If charged, Huhne, a Liberal Democrat who has promoted a strategy of green and renewable power, will face intense pressure to step down from the government.

Two ministers have already quit because of scandals since the Conservative-led coalition took power in May 2010.

England's top prosecutor, Keir Starmer, will announce on Friday morning whether he plans to charge Huhne or his estranged wife, Vicky Pryce, over the claims.

Huhne has denied any wrongdoing over allegations he asked Pryce to take responsibility for a speeding offence in 2003 that would otherwise have cost him his driving licence. Pryce, a former government economist, has remained silent over the alleged offence, which took place in Essex, east of London.

The couple split in 2010.

Huhne is a wealthy former journalist who was a member of the European Parliament from 1999 to 2005. Elected to parliament in 2005, he stood for his party leadership the following year but lost to Nick Clegg, now deputy prime minister.
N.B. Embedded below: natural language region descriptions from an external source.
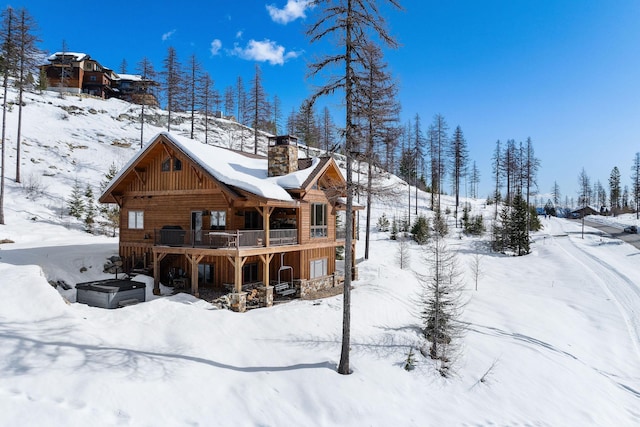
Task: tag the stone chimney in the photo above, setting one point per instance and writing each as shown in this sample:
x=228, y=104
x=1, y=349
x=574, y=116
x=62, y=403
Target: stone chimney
x=282, y=155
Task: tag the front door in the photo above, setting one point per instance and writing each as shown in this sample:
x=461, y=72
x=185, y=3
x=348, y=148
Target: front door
x=196, y=226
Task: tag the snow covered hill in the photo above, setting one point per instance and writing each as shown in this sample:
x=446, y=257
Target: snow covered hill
x=553, y=338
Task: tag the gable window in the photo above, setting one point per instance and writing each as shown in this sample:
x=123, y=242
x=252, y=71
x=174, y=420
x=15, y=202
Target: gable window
x=218, y=220
x=252, y=220
x=318, y=220
x=166, y=164
x=136, y=220
x=317, y=268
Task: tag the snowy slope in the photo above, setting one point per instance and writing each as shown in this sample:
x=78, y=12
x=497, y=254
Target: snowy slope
x=555, y=334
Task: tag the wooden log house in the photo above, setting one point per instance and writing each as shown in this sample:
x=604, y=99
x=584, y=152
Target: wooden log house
x=208, y=216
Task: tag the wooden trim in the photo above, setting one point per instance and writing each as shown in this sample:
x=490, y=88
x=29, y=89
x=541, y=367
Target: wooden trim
x=135, y=170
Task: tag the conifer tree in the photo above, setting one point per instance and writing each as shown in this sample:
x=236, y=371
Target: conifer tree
x=442, y=305
x=75, y=202
x=89, y=209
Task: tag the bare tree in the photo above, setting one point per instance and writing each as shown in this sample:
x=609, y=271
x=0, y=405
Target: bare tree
x=258, y=106
x=584, y=191
x=27, y=59
x=476, y=267
x=8, y=51
x=474, y=180
x=327, y=133
x=194, y=75
x=229, y=100
x=172, y=74
x=438, y=141
x=376, y=109
x=276, y=113
x=148, y=74
x=350, y=23
x=635, y=186
x=207, y=99
x=403, y=255
x=555, y=194
x=458, y=156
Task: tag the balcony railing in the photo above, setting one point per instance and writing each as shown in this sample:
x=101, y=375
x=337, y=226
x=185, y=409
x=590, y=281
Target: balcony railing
x=176, y=236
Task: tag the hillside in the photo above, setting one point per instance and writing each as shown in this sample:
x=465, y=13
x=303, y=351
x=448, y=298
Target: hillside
x=553, y=338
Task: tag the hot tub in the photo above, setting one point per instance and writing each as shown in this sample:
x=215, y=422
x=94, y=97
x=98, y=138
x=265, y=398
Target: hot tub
x=110, y=293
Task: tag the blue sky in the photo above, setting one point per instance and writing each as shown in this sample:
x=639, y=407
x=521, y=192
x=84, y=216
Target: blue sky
x=564, y=72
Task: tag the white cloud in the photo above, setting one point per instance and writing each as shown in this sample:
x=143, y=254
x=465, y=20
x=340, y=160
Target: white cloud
x=293, y=10
x=216, y=45
x=166, y=36
x=264, y=51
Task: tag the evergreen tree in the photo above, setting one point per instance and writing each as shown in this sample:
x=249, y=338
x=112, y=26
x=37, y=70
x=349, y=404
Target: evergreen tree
x=75, y=203
x=420, y=230
x=519, y=226
x=442, y=305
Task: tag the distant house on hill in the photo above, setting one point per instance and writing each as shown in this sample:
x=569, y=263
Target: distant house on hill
x=582, y=212
x=219, y=219
x=74, y=72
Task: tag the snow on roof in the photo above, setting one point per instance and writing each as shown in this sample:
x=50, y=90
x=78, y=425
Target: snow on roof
x=234, y=168
x=77, y=56
x=133, y=77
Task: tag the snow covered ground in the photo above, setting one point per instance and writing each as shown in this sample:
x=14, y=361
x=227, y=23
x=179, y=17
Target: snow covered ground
x=554, y=335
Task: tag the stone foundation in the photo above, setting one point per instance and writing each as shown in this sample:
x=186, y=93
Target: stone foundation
x=313, y=288
x=238, y=301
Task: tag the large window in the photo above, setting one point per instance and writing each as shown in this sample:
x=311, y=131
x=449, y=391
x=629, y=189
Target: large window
x=318, y=220
x=136, y=220
x=317, y=268
x=250, y=272
x=218, y=220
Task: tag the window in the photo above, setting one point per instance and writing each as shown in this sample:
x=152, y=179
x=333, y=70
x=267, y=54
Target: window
x=317, y=268
x=250, y=273
x=218, y=220
x=318, y=220
x=252, y=220
x=166, y=165
x=136, y=220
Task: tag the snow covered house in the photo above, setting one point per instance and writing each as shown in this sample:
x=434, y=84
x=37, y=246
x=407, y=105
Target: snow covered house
x=205, y=216
x=76, y=72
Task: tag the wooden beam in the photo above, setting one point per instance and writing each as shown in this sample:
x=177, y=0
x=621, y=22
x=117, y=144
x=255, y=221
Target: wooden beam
x=156, y=272
x=266, y=260
x=194, y=260
x=139, y=177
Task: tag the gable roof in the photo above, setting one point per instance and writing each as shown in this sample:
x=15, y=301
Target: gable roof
x=233, y=169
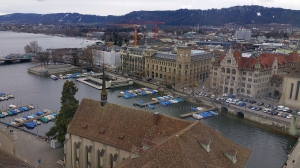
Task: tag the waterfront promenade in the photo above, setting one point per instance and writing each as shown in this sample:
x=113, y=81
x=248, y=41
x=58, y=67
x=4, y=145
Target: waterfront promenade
x=29, y=148
x=295, y=155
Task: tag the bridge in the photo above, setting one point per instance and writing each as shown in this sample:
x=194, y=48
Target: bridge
x=15, y=59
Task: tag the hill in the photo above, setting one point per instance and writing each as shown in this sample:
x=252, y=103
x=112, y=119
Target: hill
x=239, y=15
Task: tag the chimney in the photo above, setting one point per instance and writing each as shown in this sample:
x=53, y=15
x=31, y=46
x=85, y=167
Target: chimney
x=155, y=119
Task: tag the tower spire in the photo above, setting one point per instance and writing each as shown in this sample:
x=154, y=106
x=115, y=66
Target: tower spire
x=103, y=92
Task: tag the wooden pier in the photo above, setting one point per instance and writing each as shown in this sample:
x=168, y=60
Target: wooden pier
x=152, y=102
x=31, y=119
x=194, y=112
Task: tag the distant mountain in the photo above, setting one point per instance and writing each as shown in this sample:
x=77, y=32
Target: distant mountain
x=239, y=15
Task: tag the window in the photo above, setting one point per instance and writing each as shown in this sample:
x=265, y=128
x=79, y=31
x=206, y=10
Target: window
x=291, y=92
x=228, y=70
x=233, y=71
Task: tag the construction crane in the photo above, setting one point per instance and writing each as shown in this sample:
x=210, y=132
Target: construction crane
x=148, y=22
x=135, y=26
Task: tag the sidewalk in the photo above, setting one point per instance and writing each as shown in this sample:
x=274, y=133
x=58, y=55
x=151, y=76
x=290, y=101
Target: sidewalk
x=295, y=155
x=30, y=149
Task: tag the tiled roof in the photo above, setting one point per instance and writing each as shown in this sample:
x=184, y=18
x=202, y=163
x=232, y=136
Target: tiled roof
x=183, y=150
x=91, y=119
x=8, y=160
x=264, y=59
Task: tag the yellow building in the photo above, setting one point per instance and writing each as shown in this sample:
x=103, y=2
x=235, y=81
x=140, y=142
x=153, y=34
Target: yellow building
x=291, y=88
x=187, y=67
At last December's United Nations climate change talks in Durban, Huhne was credited with helping hammer out a landmark international agreement on the cutting of greenhouse gas emissions.

Last month Clegg told the BBC that criminal charges against Huhne would be "a very serious issue," while noting that the energy minister had denied any wrongdoing to him personally.

If Huhne is forced to resign, Lib Dem Employment Minister Ed Davey would be a likely choice to replace him, party insiders say. The Lib Dems are ensured of five senior cabinet positions to maintain the coalition balance.

The two ministers who have stepped down are Lib Dem David Laws, a treasury minister, three weeks after the government coalition was formed, and Conservative Defence Secretary Liam Fox in October.